Remove the pot from the heat and pour through 2 layers of cheese cloth, if you don’t have cheese cloth, a seive, strainer or colander will work into your large bowl. You may need to scoop out any bits. For even better stock, gather the corners of the cheese cloth and form a sack. Give it a few minutes to cool off enough to handle, then squeeze every last drop into your large bowl.
Set the stock aside for a moment and scrub out your pot. Whee! That’s fun, isn’t it?
Pour the stock back into the clean pot, bring to a steady simmer (not a roiling boil, but not a few random bubbles) and let the stock cook down until it is half of its original volume.
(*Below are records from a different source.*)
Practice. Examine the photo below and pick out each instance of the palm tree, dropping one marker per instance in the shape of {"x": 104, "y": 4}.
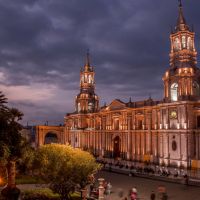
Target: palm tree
{"x": 11, "y": 137}
{"x": 3, "y": 100}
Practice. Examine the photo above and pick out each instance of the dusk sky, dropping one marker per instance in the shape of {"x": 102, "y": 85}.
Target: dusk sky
{"x": 43, "y": 44}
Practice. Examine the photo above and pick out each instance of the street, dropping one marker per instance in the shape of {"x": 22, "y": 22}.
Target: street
{"x": 145, "y": 186}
If you had one turkey, you now have 3 cups of awesome stock to use in your dressing, your gravy, or your mashed potatoes.
After the meal is over, don’t throw out the turkey’s bones. Repeat the same process, with enough water to cover all the bones, use the ratio above to the amount of water used (ie if you use 3 quarts -that’s 12 cups- double the ingredients). Follow the same process and you have the base for an amazing batch of turkey soup for the leftover / picked over bits of turkey.
Alternately cool then freeze in one cup portions for future recipes.
I also use this instead of Better Than Bouillon and water for turkey or chicken noodle soup.